The victims are left there, still in utter and complete silence, wondering what their luck will be or what plans the two men have for them. Inside the hole, the heat is almost unbearable.
In the meantime, the local sheriff has alerted the county police, which in turn has also called the FBI. The state of California has extended a blank check to all law enforcement units to find the missing bus.

Chowchilla has become infested with journalists willing to do whatever it takes to get an interview with any of the victim’s relatives. And right then, a rumor starts spreading.
Some people start hinting at the possibility that Ed Ray, the bus driver, might be the brain and author of the kidnapping. Everyone in Ed’s family is outraged by this insinuation.

However, some of the locals actually start to believe the rumors. After all, no organized group has claimed authorship over the disappearance. And what criminal would even venture into a rural town inhabited by humble, low-income people instead of trying one of the bigger, wealthier cities? But one night, all the police stations in the area are alerted with some news.
Ed Ray, the driver, has been found by the owner of one of the grain elevators around the area. He walked towards the elevator in the middle of the night; at first, the man thought he was a thief.
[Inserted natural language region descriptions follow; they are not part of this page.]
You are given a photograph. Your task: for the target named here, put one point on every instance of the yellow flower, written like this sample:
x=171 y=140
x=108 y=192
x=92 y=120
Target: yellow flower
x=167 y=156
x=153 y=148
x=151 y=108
But then, he noticed he was surrounded by kids. “We’re the ones from Chowchilla,” Ed shouted. The man let all of them inside his house and then called the nearest sheriff’s office.
Soon enough, Ed Ray was called by the police to offer his version of the incident. According to him, the bus had been stopped by a black van in the middle of the road.

Three men had gotten out of the vehicle: one of them forced him to give up the wheel and got back in the car while the two other men took control of the bus. Then, they drove to the hole they had excavated to hold them hostage and left them to their luck.
However, Ed Ray, who was used to baling bundles of hay weighing up to 160 pounds, had managed to push the metal plate and the two truck batteries with the help of some of the older kids.

After that, they walked down the road in the middle of the night, looking for the nearest sign of civilization until they saw the grain elevator. But there was still one question in the air.
Where was the bus now? Where were the culprits of the kidnapping? After a few days, they were found: the three culprits were named Frederick Newhall Woods IV and James and Richard Schoenfeld.

They weren’t professional criminals: as a matter of fact, they were very wealthy trust-fund kids without any real talent or purpose that started fantasizing about a flashy, cinematic, spectacular, perfect crime to get fast cash and decided to actually do it. Their explanations for their reasons were almost too dumb to believe.
“I wanted to fit in with these new people that we moved next to,” one of them said. “My dad lent me some money. I bought a Jaguar. I found out that the insurance was more than I made in a whole year, so two months later I had to sell the Jaguar. I just figured I need money.”

“As far as I’m concerned, the brothers were duped,” said Ed Bates, Chowchilla’s sheriff. “They were just young, uneducated guys looking for a little excitement and got suckered in.” Apparently, Frederick Newhall was the brain of the whole operation.
James and Richard were sent to jail for a few years and then were released on parole. Frederick Newhall, on the other hand, has been incarcerated until recently. After more than 15 parole petitions over the course of more than 40 years, he has been released on parole, which many victims of the kidnapping find infuriating.

In order to protect the privacy of those depicted, some names, locations, and identifying characteristics have been changed and are products of the author’s imagination. Any resemblances to actual events or places or persons, living or dead are entirely coincidental.